17. A biometric security system, comprising

a keyboard metric calculator to generate a plurality of test keyboard metrics from a received identity verification request;

an identity comparator to determine whether a typing pattern expressed in the received identity verification request substantially matches a typing pattern expressed in a one or more stored entries from a plurality of registered users, and in the event the typing pattern expressed in the received identity verification request substantially matches a plurality of the typing patterns expressed in the stored keyboard metrics, establish a closest matching registered user whose typing patterns, most closely match that of the received identity verification request;

a stress state comparator to compare the test keyboard metrics with a one or more stored keyboard metrics associated with a normally stressed state of the closest matching registered user;

an access controller to refuse access to a controlled resource in the event the typing pattern expressed in the received identity verification request does not substantially match any of the typing patterns expressed in the stored entries and in the event a match is found, to allow access to the controlled resource in the event the typing pattern expressed in the received identity verification request substantially matches that associated with a normally stressed state of the closest matching registered user.

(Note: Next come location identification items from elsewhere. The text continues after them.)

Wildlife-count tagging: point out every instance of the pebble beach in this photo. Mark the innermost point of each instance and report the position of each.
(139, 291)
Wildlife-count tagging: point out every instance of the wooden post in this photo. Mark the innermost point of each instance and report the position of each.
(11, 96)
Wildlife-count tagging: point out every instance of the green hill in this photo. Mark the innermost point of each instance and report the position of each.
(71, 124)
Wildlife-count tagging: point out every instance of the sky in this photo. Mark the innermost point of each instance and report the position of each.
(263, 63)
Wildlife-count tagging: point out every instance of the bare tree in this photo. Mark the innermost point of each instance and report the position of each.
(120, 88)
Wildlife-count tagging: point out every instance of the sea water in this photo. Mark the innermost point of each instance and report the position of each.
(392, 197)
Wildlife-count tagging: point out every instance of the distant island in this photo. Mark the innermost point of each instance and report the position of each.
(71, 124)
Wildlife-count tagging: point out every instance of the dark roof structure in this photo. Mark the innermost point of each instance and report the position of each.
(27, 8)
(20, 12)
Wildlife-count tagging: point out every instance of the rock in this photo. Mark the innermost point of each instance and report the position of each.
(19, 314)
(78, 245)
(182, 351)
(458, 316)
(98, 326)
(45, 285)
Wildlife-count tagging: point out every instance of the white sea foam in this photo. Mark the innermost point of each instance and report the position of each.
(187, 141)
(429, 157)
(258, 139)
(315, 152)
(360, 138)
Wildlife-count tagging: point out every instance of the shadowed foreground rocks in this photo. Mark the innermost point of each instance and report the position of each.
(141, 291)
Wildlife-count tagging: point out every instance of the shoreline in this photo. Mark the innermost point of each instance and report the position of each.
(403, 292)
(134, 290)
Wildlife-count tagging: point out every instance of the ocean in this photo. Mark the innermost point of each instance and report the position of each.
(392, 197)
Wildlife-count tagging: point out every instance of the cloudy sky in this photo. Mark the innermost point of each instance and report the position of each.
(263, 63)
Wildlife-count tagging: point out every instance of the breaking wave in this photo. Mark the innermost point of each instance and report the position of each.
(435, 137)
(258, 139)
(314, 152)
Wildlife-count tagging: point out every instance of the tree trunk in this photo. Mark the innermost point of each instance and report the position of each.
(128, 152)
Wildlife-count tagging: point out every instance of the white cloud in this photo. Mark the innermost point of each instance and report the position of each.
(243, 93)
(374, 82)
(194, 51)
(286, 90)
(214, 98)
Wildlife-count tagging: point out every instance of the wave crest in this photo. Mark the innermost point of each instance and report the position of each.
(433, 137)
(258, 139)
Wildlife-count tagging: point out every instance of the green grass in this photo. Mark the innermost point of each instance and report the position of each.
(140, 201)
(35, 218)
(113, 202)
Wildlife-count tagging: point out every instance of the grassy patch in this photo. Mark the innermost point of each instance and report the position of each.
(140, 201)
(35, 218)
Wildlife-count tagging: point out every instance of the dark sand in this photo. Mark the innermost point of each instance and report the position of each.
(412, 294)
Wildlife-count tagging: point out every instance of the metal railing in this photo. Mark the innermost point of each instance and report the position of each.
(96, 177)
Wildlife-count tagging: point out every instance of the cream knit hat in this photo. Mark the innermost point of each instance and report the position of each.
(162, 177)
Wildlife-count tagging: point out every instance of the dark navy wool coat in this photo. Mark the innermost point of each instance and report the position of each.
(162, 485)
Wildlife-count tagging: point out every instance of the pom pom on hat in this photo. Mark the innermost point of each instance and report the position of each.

18. An article, comprising a storage medium having stored thereon instructions that, in response to being executed by a processor of a computing platform, result in the computing platform performing the biometric security method as claimed in claim 1.

19. An automated teller machine comprising the biometric security system as claimed in claim 17.

20. A door entry system comprising the biometric security system as claimed in claim 17.

21. A portable wireless device comprising the biometric security system as claimed in claim 17.